What might improve the situation in future is to come up with a strategy, perhaps after talking to the contractor about how to do this, so you don't have such a situation again. Like, maybe your managers work out what they actually want and get their heads round the idea that constant nagging of contractors is very unproductive, as well as being miserably stressful for the minions like you, who have to nag busy people and deal with their annoyance at being nagged.

JessicaJonesJacket · 26/04/2018 08:33

There are industries where you can't 'come up with a strategy so it doesn't happen again'. In property, time and staff demands are constantly shifting because of weather conditions, ground conditions, etc. It's the job. Being rigid would cost all companies involved. It can cause shouting. It can be stressful. But it is what it is.

Gwenhwyfar · 26/04/2018 08:48

"I'd make sure that I knew the criteria applied to the job I was trying to expedite before I made the call, tbh. "

It doesn't work like that in every workplace. Seem people are just given orders to make phone calls.

UninspiringUserName · 26/04/2018 08:52

OP, I'm not surprised you feel hurt and upset. We spend a lot of time with work colleagues - either in person or by email or on the phone - and when you feel you get on well but then that's brought into question, it can make you feel pretty awful. He may have been frustrated or fed up at the change of plan, but when you're a contractor, you go with the flow - that's just how it is and he behaved incredibly unprofessionally. If you're the client and he's the contractor, he shouldn't be say no to you unless he can back it up with factual reasons why it can't be done.

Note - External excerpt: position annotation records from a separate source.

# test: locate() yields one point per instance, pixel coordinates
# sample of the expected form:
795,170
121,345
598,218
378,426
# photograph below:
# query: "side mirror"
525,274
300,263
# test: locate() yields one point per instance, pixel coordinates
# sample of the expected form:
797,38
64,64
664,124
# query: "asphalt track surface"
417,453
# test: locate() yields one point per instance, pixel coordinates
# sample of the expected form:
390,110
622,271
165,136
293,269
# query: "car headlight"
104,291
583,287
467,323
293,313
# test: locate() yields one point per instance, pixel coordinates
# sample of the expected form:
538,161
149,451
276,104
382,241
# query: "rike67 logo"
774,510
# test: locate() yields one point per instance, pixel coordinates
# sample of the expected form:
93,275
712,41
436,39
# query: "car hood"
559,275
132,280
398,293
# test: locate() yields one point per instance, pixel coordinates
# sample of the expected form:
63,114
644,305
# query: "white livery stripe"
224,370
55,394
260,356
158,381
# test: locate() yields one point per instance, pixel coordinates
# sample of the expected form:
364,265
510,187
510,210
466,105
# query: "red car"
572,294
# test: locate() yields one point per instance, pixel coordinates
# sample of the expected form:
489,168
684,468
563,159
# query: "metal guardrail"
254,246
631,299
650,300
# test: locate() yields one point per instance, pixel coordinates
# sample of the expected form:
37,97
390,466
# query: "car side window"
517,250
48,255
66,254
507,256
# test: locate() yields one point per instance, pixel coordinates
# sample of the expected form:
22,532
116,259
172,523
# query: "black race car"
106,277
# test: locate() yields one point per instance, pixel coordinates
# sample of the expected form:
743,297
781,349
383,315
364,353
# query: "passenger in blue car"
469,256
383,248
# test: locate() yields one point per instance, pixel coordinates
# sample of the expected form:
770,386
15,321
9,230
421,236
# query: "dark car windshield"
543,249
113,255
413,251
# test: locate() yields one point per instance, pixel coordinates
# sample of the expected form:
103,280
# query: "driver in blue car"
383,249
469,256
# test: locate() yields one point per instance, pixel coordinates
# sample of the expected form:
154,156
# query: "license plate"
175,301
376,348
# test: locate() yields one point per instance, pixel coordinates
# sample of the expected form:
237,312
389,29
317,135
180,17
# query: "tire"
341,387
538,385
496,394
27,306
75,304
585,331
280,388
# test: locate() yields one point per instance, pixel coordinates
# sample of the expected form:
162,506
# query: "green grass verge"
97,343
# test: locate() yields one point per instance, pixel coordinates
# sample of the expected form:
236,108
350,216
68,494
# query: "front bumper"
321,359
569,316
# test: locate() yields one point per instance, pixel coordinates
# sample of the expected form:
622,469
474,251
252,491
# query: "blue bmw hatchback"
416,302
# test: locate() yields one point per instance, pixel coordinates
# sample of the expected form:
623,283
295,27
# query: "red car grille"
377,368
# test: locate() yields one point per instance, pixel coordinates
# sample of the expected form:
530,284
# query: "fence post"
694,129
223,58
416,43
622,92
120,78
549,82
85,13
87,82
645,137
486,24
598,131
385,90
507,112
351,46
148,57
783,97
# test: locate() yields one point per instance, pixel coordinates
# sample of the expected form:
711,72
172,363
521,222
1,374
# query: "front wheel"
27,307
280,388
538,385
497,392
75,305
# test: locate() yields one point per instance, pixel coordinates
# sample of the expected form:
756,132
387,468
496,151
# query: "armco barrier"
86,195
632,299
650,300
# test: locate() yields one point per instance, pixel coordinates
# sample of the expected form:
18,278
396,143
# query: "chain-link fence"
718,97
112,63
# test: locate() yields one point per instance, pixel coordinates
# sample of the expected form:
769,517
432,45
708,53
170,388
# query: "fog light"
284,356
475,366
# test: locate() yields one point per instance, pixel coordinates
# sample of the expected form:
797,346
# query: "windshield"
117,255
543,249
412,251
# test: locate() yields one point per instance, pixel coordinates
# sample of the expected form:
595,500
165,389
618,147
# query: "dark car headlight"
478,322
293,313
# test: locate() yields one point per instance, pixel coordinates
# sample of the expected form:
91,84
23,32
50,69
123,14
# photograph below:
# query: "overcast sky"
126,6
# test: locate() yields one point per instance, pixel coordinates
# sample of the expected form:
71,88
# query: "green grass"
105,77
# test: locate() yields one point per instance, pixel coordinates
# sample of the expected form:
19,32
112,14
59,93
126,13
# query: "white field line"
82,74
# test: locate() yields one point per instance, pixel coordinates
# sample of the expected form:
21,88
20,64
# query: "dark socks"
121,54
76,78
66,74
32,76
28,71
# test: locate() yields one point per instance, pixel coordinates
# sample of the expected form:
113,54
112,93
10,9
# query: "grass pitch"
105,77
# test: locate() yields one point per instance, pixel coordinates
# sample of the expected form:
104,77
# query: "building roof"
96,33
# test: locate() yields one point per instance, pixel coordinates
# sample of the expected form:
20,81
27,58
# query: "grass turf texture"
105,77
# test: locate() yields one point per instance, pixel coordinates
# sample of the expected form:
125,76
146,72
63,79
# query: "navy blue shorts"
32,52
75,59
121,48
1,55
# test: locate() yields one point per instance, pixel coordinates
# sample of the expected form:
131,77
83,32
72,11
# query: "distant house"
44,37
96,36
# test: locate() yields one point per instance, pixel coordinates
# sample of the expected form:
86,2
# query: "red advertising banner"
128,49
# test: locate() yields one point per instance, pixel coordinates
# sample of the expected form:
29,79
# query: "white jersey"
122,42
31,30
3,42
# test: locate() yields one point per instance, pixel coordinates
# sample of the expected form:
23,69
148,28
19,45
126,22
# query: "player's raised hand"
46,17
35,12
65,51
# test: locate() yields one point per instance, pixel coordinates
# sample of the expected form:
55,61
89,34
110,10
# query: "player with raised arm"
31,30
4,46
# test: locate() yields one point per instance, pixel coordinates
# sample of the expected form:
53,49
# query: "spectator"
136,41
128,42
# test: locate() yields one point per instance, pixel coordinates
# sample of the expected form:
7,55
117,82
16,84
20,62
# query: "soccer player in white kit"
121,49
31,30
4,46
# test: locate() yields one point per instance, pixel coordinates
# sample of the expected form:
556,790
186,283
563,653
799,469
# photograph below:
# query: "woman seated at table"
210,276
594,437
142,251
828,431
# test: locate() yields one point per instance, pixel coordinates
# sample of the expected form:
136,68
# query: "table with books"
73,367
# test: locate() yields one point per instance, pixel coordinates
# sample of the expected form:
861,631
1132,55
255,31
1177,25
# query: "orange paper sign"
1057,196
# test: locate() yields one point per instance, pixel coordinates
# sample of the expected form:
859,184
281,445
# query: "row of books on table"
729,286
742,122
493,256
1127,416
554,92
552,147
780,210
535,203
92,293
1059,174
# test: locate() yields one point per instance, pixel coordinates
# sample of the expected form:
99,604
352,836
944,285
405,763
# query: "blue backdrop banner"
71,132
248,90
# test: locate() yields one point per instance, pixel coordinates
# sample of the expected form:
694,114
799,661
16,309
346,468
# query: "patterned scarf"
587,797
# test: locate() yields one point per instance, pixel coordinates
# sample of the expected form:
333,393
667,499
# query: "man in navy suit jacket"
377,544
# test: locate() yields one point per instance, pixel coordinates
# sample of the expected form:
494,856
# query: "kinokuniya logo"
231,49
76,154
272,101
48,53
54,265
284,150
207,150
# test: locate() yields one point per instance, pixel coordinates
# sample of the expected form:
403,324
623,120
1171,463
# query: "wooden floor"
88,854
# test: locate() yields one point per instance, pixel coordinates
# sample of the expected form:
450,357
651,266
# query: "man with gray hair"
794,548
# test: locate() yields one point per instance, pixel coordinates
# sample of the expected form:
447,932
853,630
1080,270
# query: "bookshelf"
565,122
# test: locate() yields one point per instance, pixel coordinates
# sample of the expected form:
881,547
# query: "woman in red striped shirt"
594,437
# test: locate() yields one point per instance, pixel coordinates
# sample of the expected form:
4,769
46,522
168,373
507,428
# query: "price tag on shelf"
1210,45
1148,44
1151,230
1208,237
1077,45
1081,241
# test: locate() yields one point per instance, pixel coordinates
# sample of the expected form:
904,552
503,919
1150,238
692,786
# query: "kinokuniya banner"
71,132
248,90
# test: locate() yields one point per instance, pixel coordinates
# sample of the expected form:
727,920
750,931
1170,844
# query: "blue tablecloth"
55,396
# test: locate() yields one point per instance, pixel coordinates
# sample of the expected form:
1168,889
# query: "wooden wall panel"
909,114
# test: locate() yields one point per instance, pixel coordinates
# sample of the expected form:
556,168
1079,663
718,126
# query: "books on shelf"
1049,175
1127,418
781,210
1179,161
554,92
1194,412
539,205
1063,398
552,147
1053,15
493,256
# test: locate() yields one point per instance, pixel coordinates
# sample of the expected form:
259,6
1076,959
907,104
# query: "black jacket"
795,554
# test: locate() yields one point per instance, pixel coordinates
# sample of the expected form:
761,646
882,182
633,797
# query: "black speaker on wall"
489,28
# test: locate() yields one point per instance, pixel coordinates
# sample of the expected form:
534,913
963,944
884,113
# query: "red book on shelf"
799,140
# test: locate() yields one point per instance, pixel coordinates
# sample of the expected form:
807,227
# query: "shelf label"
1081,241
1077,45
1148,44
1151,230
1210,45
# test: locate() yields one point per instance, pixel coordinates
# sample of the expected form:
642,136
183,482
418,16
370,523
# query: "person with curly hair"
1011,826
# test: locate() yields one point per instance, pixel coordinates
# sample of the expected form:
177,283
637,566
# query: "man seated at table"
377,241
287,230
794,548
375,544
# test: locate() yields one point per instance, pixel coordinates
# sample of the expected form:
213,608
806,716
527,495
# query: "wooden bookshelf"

Does he know you heard him? Did you tell him? If you still need to deal with him umpteen times a day, I'd just be very cool, very factual and very to the point. No small talk, no chat, just to the point to get whatever message it is across.

Coralcolouredchrome · 26/04/2018 09:14

Perhaps he was just sick to death of being interrupted while he was trying to work. I rolled my eyes at work the other day, because I kept getting interrupted, I felt awful and apologised to the person on the receiving end, they made a joke of it, and we both ended up laughing.